BKC. Sur un versant plus négatif, deux domaines affichent aujourd’hui un bilan catastrophique : le monde agricole et la pêche en mer. Les rapports sortis récemment concernant la chute du nombre d’insectes montrent par exemple que l’utilisation de pesticides a un impact bien au-delà des espaces agricoles à proprement parler.

A-t-on dépassé un point de non-retour dans ces domaines ?

GC. En Europe, il reste moins de 1% de la totalité des espèces de poissons. Ce qui est grave, c’est que nous avons oublié la richesse des milieux naturels. Lorsqu’on plonge dans la réserve naturelle de Port-Cros par exemple, on a le sentiment d’une abondance extraordinaire, alors que c’est la normalité. Ce qui est extraordinaire, c’est qu’il n’y ait plus rien à côté des espaces protégés.

BKC. Il existe une amnésie écologique. Nos références sont celles que nous avons connues de notre vivant. Aujourd’hui, on considère que l’eau est potable lorsque le taux de nitrates est inférieur à 50mg par litre. Il y a quelques décennies, le seuil était à 5mg. Quand vous parlez à de jeunes professionnels, ils vous disent que c’est un taux impossible à atteindre de nouveau… L’exemple de l’esturgeon est emblématique. Plus personne ne sait que les fleuves français étaient remplis d’esturgeons il y a moins d’un siècle. Tout le monde a oublié le caviar made in France. Nous avons oublié l’abondance et nous arrivons à nous satisfaire de milieux très pauvres.

Pourquoi la sanctuarisation est-elle une solution ?

BKC. Deux idées doivent être battues en brèche. Il faut d’abord expliquer que les espaces laissés en libre évolution ne se transforment pas nécessairement en forêts denses et impénétrables comme on l’entend parfois. Ensuite, la sanctuarisation ne détruit pas l’économie. Le directeur du Parc National Suisse nous expliquait récemment que le parc rapporte chaque année 20M€ aux quatre communes propriétaires du foncier grâce à un écotourisme bien géré.

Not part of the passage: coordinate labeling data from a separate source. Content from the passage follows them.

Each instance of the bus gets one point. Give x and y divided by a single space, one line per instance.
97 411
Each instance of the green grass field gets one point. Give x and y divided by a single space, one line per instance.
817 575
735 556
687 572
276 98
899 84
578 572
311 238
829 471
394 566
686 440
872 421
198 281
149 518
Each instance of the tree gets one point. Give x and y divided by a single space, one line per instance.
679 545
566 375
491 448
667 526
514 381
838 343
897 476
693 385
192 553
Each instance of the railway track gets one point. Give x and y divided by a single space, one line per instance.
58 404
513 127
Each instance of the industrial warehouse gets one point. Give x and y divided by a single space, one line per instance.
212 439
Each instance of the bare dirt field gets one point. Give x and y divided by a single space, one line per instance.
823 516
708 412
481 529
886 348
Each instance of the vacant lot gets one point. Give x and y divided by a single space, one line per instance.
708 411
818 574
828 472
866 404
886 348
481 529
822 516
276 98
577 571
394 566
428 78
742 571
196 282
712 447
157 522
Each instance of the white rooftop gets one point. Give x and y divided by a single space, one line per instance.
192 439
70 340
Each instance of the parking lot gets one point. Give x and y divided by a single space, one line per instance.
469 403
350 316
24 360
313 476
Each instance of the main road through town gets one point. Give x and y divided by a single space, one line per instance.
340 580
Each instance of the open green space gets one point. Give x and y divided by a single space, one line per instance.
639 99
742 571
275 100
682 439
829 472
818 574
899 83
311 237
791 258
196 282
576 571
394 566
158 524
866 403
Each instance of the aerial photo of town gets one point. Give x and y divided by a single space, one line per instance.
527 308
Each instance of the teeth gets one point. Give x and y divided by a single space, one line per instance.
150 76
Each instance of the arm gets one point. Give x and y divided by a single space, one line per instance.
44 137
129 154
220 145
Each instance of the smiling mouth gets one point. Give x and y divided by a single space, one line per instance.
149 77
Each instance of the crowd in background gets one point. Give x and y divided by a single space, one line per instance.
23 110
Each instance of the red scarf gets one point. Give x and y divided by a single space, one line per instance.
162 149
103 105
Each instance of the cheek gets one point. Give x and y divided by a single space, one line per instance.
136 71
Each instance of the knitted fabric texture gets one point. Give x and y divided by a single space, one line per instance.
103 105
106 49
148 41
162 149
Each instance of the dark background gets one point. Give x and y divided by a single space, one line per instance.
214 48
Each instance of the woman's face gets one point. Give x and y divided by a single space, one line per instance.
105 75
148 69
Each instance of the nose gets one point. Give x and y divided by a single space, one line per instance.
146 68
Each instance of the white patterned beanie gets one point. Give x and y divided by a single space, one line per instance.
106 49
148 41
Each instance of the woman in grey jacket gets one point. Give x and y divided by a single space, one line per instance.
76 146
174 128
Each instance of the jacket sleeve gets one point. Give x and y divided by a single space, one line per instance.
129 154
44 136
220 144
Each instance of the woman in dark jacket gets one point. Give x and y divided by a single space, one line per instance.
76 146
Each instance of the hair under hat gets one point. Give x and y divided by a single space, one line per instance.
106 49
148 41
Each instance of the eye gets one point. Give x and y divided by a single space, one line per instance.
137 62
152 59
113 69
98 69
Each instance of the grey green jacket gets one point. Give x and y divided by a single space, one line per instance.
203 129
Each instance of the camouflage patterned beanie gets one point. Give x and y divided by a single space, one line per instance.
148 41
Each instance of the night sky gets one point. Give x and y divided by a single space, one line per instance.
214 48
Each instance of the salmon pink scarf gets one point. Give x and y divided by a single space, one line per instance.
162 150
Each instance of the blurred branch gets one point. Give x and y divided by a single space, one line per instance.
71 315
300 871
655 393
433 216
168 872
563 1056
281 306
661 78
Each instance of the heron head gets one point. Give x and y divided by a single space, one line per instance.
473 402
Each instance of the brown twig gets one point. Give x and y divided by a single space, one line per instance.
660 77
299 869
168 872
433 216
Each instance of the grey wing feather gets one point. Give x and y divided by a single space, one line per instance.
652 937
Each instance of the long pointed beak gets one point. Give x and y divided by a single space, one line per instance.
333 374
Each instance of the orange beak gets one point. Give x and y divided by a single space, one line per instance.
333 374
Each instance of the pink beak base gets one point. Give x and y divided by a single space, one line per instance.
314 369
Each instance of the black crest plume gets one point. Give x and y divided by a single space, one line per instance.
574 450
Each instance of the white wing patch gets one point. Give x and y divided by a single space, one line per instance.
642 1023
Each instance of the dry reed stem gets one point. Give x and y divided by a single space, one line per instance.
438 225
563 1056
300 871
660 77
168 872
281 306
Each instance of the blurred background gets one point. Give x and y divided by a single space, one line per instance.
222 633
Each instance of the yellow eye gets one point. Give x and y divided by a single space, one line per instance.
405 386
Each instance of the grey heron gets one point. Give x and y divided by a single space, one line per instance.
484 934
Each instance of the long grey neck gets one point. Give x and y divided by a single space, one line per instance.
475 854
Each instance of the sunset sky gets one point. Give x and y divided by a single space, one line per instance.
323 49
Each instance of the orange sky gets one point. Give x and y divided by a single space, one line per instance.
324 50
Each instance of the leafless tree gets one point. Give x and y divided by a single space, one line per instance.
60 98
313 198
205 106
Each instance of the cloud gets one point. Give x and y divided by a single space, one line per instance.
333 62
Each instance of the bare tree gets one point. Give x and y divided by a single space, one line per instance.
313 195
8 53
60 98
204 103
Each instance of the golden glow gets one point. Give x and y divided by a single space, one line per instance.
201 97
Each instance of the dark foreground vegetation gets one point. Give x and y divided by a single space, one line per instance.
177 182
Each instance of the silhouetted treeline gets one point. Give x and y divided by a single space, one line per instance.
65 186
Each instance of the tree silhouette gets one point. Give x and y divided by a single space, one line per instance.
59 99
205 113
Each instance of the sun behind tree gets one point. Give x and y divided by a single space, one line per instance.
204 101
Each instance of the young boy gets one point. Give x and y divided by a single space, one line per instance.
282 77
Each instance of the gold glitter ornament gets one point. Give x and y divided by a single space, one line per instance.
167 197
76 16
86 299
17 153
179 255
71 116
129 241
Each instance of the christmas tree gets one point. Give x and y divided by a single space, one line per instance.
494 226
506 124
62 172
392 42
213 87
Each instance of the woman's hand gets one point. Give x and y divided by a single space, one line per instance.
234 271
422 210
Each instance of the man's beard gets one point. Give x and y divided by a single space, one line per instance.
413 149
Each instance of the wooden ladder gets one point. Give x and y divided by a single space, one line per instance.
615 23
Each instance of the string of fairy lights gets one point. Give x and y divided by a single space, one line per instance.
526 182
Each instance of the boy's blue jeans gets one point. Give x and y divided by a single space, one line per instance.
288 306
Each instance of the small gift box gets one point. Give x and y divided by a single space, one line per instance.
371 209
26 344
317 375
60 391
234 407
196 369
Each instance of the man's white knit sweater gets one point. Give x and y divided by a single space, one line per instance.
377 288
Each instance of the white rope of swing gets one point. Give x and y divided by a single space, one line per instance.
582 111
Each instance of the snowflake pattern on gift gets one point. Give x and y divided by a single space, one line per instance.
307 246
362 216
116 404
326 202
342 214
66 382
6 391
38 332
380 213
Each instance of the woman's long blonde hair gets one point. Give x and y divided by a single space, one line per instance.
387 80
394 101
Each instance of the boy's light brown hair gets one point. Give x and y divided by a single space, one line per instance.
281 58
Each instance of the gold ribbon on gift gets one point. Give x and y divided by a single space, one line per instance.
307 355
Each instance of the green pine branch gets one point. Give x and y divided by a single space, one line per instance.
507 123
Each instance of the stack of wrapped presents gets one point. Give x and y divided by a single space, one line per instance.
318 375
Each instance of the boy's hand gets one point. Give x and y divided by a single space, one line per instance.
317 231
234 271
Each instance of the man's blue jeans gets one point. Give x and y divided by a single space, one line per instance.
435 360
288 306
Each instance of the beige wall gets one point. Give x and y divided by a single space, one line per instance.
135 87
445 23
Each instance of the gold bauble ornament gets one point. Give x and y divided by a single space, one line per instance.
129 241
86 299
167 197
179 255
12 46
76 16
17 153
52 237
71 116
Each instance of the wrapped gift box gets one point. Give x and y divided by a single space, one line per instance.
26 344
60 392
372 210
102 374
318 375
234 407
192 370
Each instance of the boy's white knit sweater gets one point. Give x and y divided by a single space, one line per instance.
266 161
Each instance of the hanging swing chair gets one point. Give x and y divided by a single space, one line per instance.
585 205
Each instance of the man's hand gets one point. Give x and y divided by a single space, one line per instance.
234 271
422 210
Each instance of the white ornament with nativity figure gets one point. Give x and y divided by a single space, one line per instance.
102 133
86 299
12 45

Peut-on réensauvager la ville ?

BKC. Le terme est à la mode et on en parle beaucoup dans les milieux urbains. Je n’irais pas jusque-là. Reconstituer la totalité d’un écosystème sauvage dans une zone anthropisée n’est pas toujours possible, pour des questions de cohabitation ou même de sécurité. Par contre, il y a une renaturation possible, on peut desartificialiser des zones qui ont été totalement bétonnées, goudronnées ou stérilisées par la monoculture. Renaturer les villes est extrêmement bénéfique. La forêt – par exemple – impose son climat. Les arbres puisent l’eau par leurs racines, et génèrent une évapotranspiration au niveau des feuilles. Par leurs frondaisons, ils empêchent les rayons du soleil d’atteindre une partie du sol en permanence et maintiennent l’humidité. Ce maintien d’humidité est renforcé par la présence de végétaux en décomposition qui forment l’humus, dont le pouvoir de rétention d’eau est très fort. Vous obtenez le maintien d’une humidité et de températures à peu près constantes. Remettre des forêts dans les villes, c’est une manière de les re-tempérer.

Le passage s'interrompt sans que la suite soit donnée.